Automatic metadata extraction and authorization of documents with Microsoft Flow
Microsoft SharePoint has become a valuable asset for many companies around the world, which use Office 365 for being more productive, creative, and secure, no matter whether their members are in the office, at a conference in another country or simply at home. Documents concerning the same project or client are often stored in the same SharePoint library. However, employees have diverse permissions and authorizations in terms of the different files. Furthermore, as the number of documents in a library grows, the need for filters rises, sorting documents by specific parameters and even special views to cope with the vast amount of data. Instead of enabling these functionalities by manually processing every new document – inserting its metadata in the library and setting its viewing permissions, the whole procedure can be automated via Microsoft Flow.

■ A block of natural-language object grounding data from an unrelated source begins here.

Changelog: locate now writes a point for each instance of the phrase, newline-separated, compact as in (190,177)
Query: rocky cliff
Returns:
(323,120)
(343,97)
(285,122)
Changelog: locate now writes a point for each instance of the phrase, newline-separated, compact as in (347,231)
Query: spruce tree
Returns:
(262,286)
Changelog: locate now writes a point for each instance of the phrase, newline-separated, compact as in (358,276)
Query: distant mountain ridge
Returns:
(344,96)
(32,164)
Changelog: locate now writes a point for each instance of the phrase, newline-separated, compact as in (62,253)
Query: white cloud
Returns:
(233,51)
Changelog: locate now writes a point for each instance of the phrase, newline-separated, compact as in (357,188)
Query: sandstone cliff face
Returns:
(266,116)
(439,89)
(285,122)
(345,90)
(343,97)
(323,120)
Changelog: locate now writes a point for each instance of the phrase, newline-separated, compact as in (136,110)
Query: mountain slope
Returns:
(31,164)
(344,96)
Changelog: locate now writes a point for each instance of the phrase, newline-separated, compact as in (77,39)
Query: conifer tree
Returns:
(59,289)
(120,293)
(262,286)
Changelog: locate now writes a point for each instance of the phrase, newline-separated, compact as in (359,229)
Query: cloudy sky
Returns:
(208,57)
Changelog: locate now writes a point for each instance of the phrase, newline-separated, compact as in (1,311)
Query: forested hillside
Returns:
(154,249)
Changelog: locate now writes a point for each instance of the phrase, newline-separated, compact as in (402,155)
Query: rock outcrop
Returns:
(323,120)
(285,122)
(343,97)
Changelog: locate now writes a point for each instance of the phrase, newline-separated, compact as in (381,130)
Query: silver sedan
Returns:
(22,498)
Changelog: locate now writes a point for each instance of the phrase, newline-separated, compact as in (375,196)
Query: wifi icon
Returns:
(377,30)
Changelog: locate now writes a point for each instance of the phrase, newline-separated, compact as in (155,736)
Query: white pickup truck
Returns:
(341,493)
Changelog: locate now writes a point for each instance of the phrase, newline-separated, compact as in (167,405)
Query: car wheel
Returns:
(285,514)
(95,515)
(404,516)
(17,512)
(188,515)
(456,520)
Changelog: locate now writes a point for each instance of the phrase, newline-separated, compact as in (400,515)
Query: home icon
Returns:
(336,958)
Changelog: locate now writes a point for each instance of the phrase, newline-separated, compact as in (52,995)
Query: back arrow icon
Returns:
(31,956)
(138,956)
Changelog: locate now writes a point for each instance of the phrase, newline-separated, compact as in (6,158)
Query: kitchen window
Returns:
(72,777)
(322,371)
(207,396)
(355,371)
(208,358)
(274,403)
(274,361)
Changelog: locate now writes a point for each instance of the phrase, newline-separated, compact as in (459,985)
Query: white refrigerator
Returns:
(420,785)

How does that process work?
We, at Veroo Consulting, have implemented three different ways to trigger the automated procedure by using:
- an automated trigger “SharePoint – When a file is created (properties only)”. Afterwards, before the processes is started, it is checked, if the file is new and in the right folder.
- a manual trigger, which starts the Flow, when a button in the library is pressed (see Figure 1). The used trigger is “SharePoint – For a selected item”, from which the ID is received and used to get the file properties and to proceed with the process.
- a scheduled trigger, which executes the Flow every hour, for example. In this case, the Flow processes all files from ID x up to ID y. In order to support parallelism, every hour or so, 10 files are updated with toUpdate parameter set to true. After that another Flow with “SharePoint – When a file is created or modified (properties only)” checks for the true value of the toUpdate parameter and performs the procedure. Another way to do this step is by using the HTTP connection to call the second Flow, which, however, is a Premium Connector and should be paid for.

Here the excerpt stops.